A Merano, in quegli anni, venne anche Sophia Loren. L'Automobil Club di Bolzano aveva organizzato un ballo all'Hotel Bristol e in una di queste sfilate c'era lei. «Per 200 lire mi chiesero di riprenderla» raccontava Deghenghi, in quanto un produttore voleva lanciarla nel cinema. Erano gli anni degli scambi con le scuole di cinematografia tedesche e Bruno Pokorny, fondatore di Urania, aveva in mente di produrre un docufilm mensile da fare vedere in Germania.

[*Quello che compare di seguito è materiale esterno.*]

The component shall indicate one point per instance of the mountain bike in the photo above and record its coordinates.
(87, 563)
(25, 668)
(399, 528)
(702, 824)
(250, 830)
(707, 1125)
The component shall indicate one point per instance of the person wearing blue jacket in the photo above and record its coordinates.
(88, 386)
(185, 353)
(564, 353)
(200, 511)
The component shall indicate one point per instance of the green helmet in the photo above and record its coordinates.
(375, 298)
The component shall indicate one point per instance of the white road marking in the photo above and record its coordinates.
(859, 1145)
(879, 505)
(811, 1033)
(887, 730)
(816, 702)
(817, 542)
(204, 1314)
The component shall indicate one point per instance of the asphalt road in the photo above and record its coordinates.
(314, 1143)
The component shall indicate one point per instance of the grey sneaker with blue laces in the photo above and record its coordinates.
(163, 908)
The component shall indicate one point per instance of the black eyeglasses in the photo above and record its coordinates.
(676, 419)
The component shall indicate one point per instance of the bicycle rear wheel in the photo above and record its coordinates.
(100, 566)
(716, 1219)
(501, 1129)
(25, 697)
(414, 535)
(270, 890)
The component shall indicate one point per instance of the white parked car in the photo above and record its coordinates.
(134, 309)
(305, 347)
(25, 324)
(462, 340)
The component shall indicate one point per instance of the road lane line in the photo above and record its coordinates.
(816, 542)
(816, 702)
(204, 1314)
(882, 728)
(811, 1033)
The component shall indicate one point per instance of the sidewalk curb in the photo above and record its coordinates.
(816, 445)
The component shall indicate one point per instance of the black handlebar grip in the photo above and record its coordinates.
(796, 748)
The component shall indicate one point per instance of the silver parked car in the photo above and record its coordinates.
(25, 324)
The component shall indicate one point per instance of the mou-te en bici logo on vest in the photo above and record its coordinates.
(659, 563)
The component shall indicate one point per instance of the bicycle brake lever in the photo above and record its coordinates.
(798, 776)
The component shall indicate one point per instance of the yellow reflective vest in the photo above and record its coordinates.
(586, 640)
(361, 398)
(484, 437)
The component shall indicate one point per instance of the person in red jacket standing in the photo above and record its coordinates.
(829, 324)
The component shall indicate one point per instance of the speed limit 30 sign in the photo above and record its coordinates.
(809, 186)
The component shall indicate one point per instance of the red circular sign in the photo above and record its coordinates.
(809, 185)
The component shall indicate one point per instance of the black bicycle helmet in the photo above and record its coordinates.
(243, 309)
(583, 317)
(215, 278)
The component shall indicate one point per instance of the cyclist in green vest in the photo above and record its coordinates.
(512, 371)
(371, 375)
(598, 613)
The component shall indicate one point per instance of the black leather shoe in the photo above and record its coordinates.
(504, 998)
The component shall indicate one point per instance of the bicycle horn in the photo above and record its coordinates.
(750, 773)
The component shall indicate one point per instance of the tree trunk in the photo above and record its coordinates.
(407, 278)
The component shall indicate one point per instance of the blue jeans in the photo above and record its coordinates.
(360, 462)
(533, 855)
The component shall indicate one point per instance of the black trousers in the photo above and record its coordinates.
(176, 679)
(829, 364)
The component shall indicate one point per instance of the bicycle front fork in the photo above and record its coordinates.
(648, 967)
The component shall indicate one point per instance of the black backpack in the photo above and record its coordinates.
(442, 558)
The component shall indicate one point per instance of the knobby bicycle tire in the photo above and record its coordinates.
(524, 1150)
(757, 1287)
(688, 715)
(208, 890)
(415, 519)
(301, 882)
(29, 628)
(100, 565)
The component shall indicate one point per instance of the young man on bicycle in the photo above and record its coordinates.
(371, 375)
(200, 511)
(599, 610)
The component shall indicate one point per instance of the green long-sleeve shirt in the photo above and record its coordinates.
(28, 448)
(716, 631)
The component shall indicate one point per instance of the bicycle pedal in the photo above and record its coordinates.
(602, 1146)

Quindi, nel 1951 fu girato “Grüsse aus Meran”, un film per finanziare le colonie altoatesine interetniche. «In un convegno al lago di Levico, il regista Luis Trenker intervenne pubblicamente a nostro favore», ci disse Deghenghi.

Con Singer.

A Merano fece anche altre esperienze professionali, ad esempio lavorò per il dottore Fritz Singer, grazie al quale girò il mondo. In Italia solo una persona realizzava filmati tecnici per dentisti e siccome Singer frequentava il Cineclub fondato da Pokorny, chiese a Deghenghi se avesse potuto fare quel genere di riprese. Si specializzò, con Singer che acquistò parte delle apparecchiature tecniche per la ripresa. Nacque un’amicizia, come con il parroco di Solda Josef Hurton che conobbe girando il film “Ogni giorno all'alba”, nel quale si narrava del suo precedessore morto sotto una valanga.

Ma l'amicizia sul lavoro lo portava a ricordare Claus Gatterer, storico e giornalista di Orf. Gatterer era amico di Pietro Mitolo col quale un giorno Deghenghi fece un servizio sul bilinguismo assieme a Silvius Magnago. «Nel corso delle riprese Mitolo - rammentava Deghenghi - chiese a Magnago di rispondergli in italiano. Lui si arrabbiò, quindi Gatterer corse da Mitolo e lo abbracciò».

La sua carriera cinematografica si concluse con Bruno Jori, con il quale girò “La settima bambola”. È la storia di Maria Rosa Pavoncelli, una bambina di quattro anni che gioca nel Passirio e perde la bambola finita poi nel campo nomadi. A quel punto, Maria Rosa si accorge di quella situazione di sofferenza e decide di regalare la bambola a una sua coetanea nomade.